Important Early Labour Signs and Symptoms:
An increase in Braxton Hicks contractions:
As early as 24 weeks, you might feel these “practice” contractions, which will feel like a tightening or hardening of the uterus. While they can be uncomfortable, these contractions aren’t usually painful. Although they don’t always mean that labour is soon approaching, many expectant moms find that they come more frequently as they near the end of their pregnancy.
Your baby “drops”:
If you’re a first-time mom, expect your baby to “drop”, or move lower into your pelvis, as they’re getting ready to come out. This usually happens around two to four weeks before labour starts. For subsequent births, babies often don’t drop until you’re actually in labour. The good news about the baby descending lower in your body is that you’ll likely find you can breathe a bit easier since they’re no longer pressing on your diaphragm – but the bad news is that you might feel more pelvic pressure and a more frequent urge to urinate.
Nausea or loose stools:
If you’re finding yourself needing to visit the bathroom more often, that could be an uncomfortable early sign of labour. Many women experience nausea, vomiting, loose stools, or diarrhea as labour nears. Just as the muscles in your uterus are relaxing as your body preps for birth, so too are all of your other muscles, including those in the rectum.
Your cervix begins to dilate:
In the days or weeks before you deliver, your cervix will start to dilate as it prepares for birth. At your check-ups in the home stretch of your pregnancy, your doctor or midwife might check to see if your cervix is beginning to dilate – but don’t get too excited if they say that you’re a few centimetres dilated already. Some expectant moms can be two to three centimetres dilated for a few weeks, without having any contractions yet. It’s not considered to be active labour until you are four centimetres dilated.

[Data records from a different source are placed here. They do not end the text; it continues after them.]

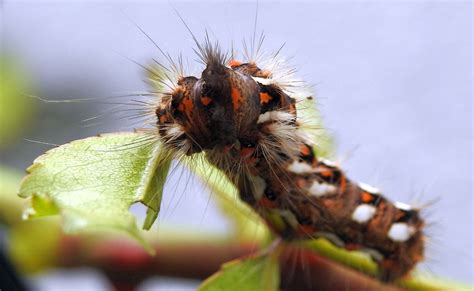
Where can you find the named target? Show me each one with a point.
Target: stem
(127, 264)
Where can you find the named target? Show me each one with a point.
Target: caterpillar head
(210, 112)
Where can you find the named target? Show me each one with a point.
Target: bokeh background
(393, 80)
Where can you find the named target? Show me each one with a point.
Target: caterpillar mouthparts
(245, 121)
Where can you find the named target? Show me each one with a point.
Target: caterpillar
(243, 117)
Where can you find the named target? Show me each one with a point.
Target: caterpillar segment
(249, 130)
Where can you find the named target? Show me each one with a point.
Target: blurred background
(393, 81)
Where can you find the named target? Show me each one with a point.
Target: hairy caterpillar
(244, 118)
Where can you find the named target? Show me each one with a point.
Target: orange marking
(236, 96)
(326, 173)
(188, 106)
(267, 203)
(234, 63)
(343, 184)
(366, 197)
(305, 230)
(351, 246)
(265, 98)
(301, 183)
(163, 118)
(305, 150)
(227, 148)
(250, 160)
(206, 100)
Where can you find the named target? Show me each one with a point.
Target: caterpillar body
(244, 119)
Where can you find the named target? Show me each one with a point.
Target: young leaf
(93, 182)
(254, 273)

An increase in vaginal discharge:
Many pregnant women find that they have more vaginal discharge throughout their pregnancy, and sometimes this will increase even further in the weeks and days leading up to labour. This is just one of the ways that your body is preparing for your baby to pass through the birth canal, along with your cervix dilating.

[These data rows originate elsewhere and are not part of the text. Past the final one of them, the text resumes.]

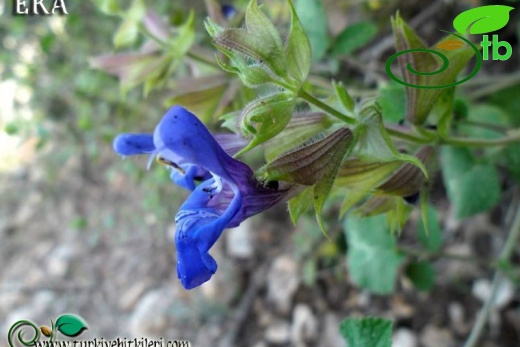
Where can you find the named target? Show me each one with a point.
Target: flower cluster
(227, 194)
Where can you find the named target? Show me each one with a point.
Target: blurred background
(83, 231)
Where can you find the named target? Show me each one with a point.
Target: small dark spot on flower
(411, 199)
(272, 185)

When you’re pregnant, the pregnancy hormone relaxin makes your ligaments loosen up in preparation for birth. Before you go into labour, you might notice that your joints will feel even more relaxed. This is your body’s way of opening up your body, and particularly your pelvis, to make it easier for your little one to come on out.
Your weight gain slows:
As you near the end of your pregnancy, you may find that your weight gain slows down. Some moms-to-be may even lose a few pounds – but don’t worry. Your baby is still gaining weight, but you might see a small dip due to lower levels of amniotic fluid, more bathroom breaks, and maybe even increased activity if you’ve been feeling more energized in the home stretch.